石野研究室~経営情報ネットワーク研究室~実学とユニークさを大切にする研究~
情報アーキテクチャ分野 修士2年 中村 友治
石野研究室では、自らが興味を持った対象を研究し、指定された研究ではなく自分自身で解決策を見出す研究スタイルをとっています。ゼミは研究報告の場としてだけではなく、自らの考えを研究室のメンバーにプレゼンする場にもなっており、活発な意見交換が行われます。そのため、自分の興味を持っていることがわからない人、興味を持っていることを人にわかりやすく説明することが苦手な人には非常に厳しい研究室であると言えます。しかし、ゼミ等で経験を積むことで、工学的な知識だけではなく、自らの考えを主張し人の意見を理解することのできるコミュニケーション能力や、自己探求力を身につけることができます。
研究室では、テーマとして取り組む問題は現実の社会に基づいていること、そして、机上の空論として終わらないような実現性が求められます。いくら優れた理論を持っていても、それを現実の社会で実験・測定しない限りその有効性は科学的に証明できないためです。
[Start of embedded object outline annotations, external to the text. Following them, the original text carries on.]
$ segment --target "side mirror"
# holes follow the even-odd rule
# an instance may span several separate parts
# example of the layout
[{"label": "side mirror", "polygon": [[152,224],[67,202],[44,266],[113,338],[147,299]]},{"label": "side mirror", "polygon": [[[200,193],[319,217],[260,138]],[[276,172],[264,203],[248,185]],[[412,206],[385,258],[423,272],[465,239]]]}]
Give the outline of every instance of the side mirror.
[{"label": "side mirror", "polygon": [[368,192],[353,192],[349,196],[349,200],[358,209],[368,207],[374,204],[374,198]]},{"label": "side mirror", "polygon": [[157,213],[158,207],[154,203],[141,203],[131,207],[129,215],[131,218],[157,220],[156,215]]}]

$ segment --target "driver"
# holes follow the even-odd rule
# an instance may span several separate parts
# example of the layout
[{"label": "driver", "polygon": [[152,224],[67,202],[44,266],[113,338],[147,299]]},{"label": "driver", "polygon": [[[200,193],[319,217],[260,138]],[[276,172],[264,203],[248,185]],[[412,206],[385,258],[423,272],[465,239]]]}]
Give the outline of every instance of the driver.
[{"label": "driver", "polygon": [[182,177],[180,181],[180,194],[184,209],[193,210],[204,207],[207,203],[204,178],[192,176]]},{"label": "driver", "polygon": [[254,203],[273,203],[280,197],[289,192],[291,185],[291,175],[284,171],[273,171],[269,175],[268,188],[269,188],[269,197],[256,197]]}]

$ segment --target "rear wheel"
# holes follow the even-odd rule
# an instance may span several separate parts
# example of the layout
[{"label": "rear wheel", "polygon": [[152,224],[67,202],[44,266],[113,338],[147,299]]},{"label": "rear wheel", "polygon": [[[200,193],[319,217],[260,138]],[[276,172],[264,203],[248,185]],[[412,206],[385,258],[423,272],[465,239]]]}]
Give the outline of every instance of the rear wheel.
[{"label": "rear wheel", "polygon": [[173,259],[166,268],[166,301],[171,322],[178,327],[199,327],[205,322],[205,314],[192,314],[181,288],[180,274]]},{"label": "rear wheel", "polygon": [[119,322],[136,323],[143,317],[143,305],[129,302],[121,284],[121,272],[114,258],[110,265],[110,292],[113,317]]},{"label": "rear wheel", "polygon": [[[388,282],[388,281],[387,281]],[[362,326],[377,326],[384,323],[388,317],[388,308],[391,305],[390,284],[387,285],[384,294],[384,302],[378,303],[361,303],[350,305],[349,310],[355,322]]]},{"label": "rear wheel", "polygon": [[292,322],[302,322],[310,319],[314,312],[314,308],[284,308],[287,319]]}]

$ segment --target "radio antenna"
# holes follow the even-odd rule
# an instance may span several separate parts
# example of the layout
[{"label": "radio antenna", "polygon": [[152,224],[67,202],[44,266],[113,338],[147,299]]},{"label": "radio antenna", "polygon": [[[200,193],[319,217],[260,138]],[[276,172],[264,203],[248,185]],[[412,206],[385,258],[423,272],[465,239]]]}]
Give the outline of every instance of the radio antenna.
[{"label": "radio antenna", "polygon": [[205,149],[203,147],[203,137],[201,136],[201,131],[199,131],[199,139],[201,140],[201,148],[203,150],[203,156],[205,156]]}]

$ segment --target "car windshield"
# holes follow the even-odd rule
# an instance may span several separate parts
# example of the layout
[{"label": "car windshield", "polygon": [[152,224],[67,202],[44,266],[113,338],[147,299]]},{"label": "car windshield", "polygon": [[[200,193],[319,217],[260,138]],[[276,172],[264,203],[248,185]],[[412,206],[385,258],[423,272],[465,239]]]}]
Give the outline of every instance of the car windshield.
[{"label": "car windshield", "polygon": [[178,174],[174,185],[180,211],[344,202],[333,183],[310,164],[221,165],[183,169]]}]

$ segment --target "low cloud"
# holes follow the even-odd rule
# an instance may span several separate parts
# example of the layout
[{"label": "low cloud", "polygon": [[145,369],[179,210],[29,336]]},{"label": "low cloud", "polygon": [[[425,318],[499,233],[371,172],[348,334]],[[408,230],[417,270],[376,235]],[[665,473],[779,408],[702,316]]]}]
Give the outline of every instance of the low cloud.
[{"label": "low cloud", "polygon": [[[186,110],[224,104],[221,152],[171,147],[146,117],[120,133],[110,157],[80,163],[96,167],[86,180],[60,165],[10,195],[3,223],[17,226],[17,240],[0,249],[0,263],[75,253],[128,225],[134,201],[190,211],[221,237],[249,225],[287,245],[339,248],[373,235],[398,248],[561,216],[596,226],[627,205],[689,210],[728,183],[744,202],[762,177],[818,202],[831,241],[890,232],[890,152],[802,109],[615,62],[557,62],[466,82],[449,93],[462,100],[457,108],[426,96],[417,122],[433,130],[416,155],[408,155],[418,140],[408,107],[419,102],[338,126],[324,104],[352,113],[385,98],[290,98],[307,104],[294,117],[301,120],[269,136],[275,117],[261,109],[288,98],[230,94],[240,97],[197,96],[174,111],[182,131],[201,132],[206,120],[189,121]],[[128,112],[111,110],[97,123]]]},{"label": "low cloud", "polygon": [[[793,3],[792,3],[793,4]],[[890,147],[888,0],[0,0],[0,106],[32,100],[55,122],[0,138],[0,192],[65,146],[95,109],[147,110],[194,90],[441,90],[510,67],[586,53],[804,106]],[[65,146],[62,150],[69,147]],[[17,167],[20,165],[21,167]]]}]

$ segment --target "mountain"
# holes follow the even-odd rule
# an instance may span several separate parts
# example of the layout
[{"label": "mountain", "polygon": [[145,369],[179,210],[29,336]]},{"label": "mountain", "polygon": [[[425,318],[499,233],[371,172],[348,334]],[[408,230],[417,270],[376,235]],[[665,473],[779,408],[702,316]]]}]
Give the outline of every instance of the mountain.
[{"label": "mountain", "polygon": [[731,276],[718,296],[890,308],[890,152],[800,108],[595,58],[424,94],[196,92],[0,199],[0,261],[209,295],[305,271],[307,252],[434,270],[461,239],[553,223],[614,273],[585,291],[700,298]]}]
また、世の中に無いユニークなテーマ・解決策であることも求められます。私自身の研究は第一次産業における情報技術の導入というテーマに取り組んでいます。私の実家が養豚業を営んでいることもあり、養豚業へのトレーサビリティシステムの導入に注目し、生産者側のための新しい価値を見出すことを目標としています。そして、現実の社会で生かせる結果を出すために、実際に養豚場でシステム構築・測定実験を行っています。これまで学んできた工学知識を養豚業と組み合わせることで様々な発見があり、非常にやりがいを感じています。
指導教員である石野先生は幅広い知識と、これまでに培われた経験から、あらゆる点に対して意見を言ってくださいます。時には厳しい意見に心が折れそうになることもありますが、次こそはと気持ちを奮い立たせ研究を進めています。これを繰り返すうちに自分も先生も、研究室のメンバーも納得する結果が得られます。また、石野先生は前期に『プロジェクトマネジメント』の授業をされています。授業では企業で用いられるプロジェクト管理手法の基礎を学ぶ事ができます。半期で本2冊、毎回のテストまたは宿題と、大変な授業として学生の間で知られていますが、先生のプロジェクトマネージャ時代の実際の経験談を聞くこともでき、昨年受講した私ももう一度講義を聴きに出席しています。
石野先生は1日の殆どを研究室で過ごされるため、先生と学生との距離が近く、研究の話だけでなく、趣味の話やコーヒーの入れ方など色々な話をすることができ、人間を磨くことのできる研究室です。自分のやりたいことがある人、ユニークで面白い研究をやりたい人はぜひ石野研を訪ねてみてください。